Note that given a SDWS-DP problem,  $Power_{min}(T)$  can be computed easily by assuming a single driver driving an interconnect tree where all interconnect grid edges are assigned with minimum wire width. On the other hand,  $t_{min}(T, \mathcal{D}, W)$  can be computed using the algorithms to be presented in Section 3. Therefore, they can be treated as constants. In this case, we can easily adjust parameter  $\alpha$  between 0 and 1 to achieve smooth trade-off between performance and power. By choosing the parameters carefully, we can compute a driver and wire sizing solution to meet a delay constraint while minimizing the power dissipation.

#### Simultaneous Driver and Wire Sizing for Per-3 formance Optimization

### 3.1 Optimal SDWS-D Solutions

We consider the simultaneous driver and wire sizing problem for performance optimization which minimizes the performance measure  $t(T, k, \mathcal{D}, \mathcal{W})$  specified by Eqn. (6).

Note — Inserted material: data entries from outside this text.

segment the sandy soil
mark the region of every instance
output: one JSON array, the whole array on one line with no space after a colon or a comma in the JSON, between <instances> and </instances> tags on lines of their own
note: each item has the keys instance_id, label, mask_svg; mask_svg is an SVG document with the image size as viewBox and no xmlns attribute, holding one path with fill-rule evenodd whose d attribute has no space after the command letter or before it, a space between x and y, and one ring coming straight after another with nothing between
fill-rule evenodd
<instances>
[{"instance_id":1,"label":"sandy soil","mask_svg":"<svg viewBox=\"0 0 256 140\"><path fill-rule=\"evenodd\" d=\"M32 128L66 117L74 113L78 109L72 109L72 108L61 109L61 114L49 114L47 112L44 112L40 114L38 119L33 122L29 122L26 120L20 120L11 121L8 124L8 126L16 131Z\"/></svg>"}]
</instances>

**Theorem 1** [14] Given the loading capacitance  $C_L$ , the number of stages k and the minimum gate capacitance  $C_g$ , the optimal stage ratio is  $s = \left(\frac{C_L}{C_a}\right)^{1/k}$ . 

**Theorem 2** [10] Given a routing tree, the optimal wiresizing solution satisfies the separability, the monotone property and the dominance property. 

The three properties still hold after we model the driver capacitance and fringing capacitance in interconnect delay formulation.

Given a routing tree T with one or more critical sinks. Let  $R_d$  be the resistance of the last driver driving the routing tree and  $\mathcal{W}^*$  be the corresponding optimal wire width assignment. Consider another chain of cascaded drivers such that  $R'_d$  is the resistance of the last driver and  $\mathcal{W}^{\prime *}$  is the optimal wire width assignment. We have shown in this work the following result that

Theorem 3 (DS/WS Relation): For any tree T with one or more critical sinks,  $R_d < R'_d$  implies  $W^*$  dominates  ${W'}^*$ . 

This result reveals the relation between driver sizing and wiresizing, and it plays an important role in determining the lower and upper bounds of the optimal k-SDWS-D solutions in next subsection.

#### 3.2 Lower and Upper Bound Computation for Optimal k-SDWS-D Solutions

We first present an algorithm called the k-SDWS/DLU-Bound algorithm for computing the upper and lower bounds of an optimal k-SDWS-D solution for a given number of stage k: Starting with an initial wire width assignment (say, all segments have the minimum width), we compute the capacitive load of the routing tree. Based on Theorem 1, the optimal stage ratio, denoted by s, of the cascaded driver of k stage can be computed and a driver sizing solution is obtained. Now, we perform delay optimal wiresizing [10] on the routing tree T based on the resistance of the k-th driver. If the wire width assignment changes, the capacitive load changes. A new driver stage ratio is computed to yield a new optimal driver sizing solution. Then, the optimal wiresizing solution will be computed again based on the new driver size of the k-th driver. The process is repeated until the wire width assignment does not change in consecutive iterations. The algorithm is described formally in Table 1. We have shown that

**Theorem 4** Given a chain of k drivers, the k-SDWS/D LU-Bound algorithm computes the lower and upper bounds of an optimal k-SDWS-D solution. 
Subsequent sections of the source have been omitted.